Hi,
On 2022-05-20 01:25:10 -0400, Tom Lane wrote:
> Andres Freund <andres@anarazel.de> writes:
> > On 2022-05-20 00:22:14 -0400, Tom Lane wrote:
> >> There's some fallout in the expected-file, of course, but this
> >> does seem to fix it (20 consecutive successful runs now at
> >> 100/2). Don't see why though ...
>
> > I think what might be happening is that the transactional stats updates get
> > reported by s2 *before* the non-transactional stats updates come in from
> > s1. I.e. the pgstat_report_stat() at the end of s2_commit_prepared_a does a
> > report, because the machine is slow enough for it to be "time to reports stats
> > again". Then s1 reports its non-transactional stats.
>
> Sounds plausible. And I left the test loop running, and it's now past
> 100 consecutive successes, so I think this change definitely "fixes" it.

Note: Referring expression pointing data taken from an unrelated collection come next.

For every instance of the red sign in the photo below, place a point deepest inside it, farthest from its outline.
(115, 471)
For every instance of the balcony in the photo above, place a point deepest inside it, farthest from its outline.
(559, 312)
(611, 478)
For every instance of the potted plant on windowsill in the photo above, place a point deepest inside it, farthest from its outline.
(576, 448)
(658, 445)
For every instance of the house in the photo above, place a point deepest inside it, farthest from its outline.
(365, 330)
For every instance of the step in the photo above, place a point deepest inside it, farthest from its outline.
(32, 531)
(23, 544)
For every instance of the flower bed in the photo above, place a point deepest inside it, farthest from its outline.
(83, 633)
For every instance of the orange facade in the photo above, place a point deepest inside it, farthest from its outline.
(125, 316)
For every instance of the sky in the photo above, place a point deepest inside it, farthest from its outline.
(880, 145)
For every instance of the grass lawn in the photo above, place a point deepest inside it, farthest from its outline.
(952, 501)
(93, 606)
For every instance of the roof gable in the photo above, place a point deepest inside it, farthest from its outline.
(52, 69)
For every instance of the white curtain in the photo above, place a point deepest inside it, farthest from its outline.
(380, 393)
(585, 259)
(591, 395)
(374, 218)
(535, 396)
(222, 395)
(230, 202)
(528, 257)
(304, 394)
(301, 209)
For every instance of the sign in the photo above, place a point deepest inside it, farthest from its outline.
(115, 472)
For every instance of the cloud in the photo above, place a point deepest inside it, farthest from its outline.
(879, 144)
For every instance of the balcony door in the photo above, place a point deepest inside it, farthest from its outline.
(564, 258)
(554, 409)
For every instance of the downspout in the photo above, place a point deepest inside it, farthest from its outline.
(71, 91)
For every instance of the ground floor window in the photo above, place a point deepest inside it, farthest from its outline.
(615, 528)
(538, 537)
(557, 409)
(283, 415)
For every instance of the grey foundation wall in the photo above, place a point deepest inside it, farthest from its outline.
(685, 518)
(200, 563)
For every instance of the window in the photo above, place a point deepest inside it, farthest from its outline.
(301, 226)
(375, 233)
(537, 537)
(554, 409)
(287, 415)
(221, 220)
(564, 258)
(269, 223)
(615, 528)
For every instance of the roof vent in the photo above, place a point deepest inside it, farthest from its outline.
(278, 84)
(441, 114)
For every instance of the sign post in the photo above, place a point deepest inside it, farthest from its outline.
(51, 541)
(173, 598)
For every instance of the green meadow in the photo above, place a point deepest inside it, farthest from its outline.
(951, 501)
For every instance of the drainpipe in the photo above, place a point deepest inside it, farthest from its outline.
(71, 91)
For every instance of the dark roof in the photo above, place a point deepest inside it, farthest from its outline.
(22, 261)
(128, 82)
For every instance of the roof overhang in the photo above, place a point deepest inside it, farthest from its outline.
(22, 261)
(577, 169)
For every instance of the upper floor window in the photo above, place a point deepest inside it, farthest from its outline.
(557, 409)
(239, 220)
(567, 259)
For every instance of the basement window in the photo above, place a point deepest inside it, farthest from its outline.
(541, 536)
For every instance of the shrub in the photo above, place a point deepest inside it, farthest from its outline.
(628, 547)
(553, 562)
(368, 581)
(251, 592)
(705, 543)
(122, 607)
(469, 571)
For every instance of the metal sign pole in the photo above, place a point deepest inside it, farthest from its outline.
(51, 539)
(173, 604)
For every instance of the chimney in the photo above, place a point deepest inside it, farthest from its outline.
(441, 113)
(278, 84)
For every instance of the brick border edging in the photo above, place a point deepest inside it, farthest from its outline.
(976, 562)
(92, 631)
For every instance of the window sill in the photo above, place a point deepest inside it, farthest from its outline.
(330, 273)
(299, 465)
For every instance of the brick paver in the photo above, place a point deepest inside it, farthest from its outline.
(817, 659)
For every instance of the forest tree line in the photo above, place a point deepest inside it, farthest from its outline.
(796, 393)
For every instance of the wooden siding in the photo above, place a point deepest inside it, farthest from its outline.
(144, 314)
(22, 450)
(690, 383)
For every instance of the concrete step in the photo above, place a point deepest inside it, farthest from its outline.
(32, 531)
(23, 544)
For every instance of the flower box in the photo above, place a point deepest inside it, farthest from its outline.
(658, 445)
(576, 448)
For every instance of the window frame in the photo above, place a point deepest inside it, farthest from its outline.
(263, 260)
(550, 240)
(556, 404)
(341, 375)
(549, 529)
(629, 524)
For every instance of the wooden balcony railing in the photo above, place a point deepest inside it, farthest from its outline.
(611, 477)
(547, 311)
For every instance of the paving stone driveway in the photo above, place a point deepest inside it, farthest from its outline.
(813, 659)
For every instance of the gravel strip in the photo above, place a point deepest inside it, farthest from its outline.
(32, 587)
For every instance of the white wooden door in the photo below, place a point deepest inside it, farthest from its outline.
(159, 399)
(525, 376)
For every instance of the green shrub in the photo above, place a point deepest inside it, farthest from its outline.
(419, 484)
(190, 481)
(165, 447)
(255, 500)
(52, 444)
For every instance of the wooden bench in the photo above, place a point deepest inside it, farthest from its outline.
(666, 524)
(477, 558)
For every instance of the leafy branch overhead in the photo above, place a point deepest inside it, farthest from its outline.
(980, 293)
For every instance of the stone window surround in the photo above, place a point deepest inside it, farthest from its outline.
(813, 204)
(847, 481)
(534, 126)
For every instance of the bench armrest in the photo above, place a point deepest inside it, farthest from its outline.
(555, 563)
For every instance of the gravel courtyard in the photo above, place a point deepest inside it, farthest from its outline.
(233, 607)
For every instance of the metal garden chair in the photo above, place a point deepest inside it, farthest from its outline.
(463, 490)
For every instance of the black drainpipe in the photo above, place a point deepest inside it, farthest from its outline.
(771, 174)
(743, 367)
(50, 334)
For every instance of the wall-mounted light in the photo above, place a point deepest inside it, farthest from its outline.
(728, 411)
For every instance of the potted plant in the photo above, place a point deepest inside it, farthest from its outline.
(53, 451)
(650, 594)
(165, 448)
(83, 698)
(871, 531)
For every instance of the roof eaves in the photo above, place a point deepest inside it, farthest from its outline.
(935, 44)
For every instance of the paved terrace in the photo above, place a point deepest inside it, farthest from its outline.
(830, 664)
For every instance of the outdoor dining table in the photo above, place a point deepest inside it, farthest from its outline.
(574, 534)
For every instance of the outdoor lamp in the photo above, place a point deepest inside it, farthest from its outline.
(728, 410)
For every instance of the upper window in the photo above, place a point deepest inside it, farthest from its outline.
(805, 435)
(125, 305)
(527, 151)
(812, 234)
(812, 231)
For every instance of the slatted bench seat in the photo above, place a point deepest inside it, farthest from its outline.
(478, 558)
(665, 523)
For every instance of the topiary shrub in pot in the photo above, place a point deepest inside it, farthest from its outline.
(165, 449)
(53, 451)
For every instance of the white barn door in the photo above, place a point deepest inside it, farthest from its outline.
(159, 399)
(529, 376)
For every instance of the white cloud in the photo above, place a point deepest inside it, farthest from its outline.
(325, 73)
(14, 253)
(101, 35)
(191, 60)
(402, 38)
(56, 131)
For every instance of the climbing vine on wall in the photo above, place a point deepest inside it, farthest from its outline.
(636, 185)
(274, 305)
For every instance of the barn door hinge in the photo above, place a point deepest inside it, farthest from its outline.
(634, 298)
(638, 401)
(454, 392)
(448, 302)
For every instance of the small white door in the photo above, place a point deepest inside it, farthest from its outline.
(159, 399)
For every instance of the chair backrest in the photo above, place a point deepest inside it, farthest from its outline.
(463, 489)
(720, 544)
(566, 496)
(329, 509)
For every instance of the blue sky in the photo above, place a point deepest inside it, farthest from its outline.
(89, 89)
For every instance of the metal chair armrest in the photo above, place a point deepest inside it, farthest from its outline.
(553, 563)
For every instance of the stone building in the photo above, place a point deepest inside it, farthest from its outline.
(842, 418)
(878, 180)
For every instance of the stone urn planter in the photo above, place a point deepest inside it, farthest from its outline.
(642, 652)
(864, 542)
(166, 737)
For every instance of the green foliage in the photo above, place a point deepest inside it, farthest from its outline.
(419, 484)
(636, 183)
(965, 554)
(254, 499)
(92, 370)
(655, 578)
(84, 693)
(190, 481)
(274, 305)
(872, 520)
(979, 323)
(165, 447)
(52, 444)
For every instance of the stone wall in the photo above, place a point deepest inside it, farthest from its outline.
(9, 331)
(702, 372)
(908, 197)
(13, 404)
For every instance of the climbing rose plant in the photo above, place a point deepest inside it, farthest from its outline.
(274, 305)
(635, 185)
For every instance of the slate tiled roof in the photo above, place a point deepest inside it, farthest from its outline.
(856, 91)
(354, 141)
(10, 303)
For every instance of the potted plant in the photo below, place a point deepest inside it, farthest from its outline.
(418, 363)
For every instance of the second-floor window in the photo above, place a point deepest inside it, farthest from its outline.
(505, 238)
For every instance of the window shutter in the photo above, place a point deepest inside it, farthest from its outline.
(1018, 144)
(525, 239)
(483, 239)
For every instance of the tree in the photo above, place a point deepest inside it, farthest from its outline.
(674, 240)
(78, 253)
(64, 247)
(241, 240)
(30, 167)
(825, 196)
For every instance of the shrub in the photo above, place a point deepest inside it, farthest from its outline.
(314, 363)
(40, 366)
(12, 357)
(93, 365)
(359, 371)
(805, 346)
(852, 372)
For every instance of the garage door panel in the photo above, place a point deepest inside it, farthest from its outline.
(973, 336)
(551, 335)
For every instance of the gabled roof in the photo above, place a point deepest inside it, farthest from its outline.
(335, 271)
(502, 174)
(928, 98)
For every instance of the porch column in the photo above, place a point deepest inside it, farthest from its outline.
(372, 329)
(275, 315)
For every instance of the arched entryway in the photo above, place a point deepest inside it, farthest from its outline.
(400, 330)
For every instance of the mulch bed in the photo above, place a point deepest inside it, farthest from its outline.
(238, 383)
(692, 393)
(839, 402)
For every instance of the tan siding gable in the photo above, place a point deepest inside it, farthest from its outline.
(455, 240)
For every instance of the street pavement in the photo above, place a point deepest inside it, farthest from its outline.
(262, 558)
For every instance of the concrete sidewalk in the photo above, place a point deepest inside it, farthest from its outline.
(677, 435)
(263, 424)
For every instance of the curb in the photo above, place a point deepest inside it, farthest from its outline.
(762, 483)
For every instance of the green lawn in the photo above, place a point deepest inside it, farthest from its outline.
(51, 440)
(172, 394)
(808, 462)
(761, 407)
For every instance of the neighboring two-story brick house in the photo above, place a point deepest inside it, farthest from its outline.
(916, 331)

FWIW, the problem can be reliably reproduced by sticking a
pgstat_force_next_flush() into pgstat_twophase_postcommit(). This is the only
failure when doing so.
> > It looks like our stats maintenance around truncation isn't quite "concurrency
> > safe". That code hasn't meaningfully changed, but it'd not be surprising if
> > it's not 100% precise...
>
> Yeah. Probably not something to try to improve post-beta, especially
> since it's not completely clear how transactional and non-transactional
> cases *should* interact.
Yea. It's also not normally particularly crucial to be accurate down to that
degree.
> Maybe non-transactional updates should be
> pushed immediately? But I'm not sure if that's fully correct, and
> it definitely sounds expensive.
I think that'd be far too expensive - the majority of stats are
non-transactional...
I think what we could do is to model truncates as subtracting the number of
live/dead rows the truncating backend knows about, rather than setting them to
0. But that of course could incur other inaccuracies.
> I'd be good with tweaking this test case as you suggest, and maybe
> revisiting the topic later.
Pushed the change of the test. Christoph, just to make sure, can you confirm
that this fixes the test instability for you?
> Kyotaro-san worried about whether any other places in stats.spec
> have the same issue. I've not seen any evidence of that in my
> tests, but perhaps some other machine with different timing
> could find it.
I tried to find some by putting in forced flushes in a bunch of places before,
and now some more, without finding further cases.
Greetings,
Andres Freund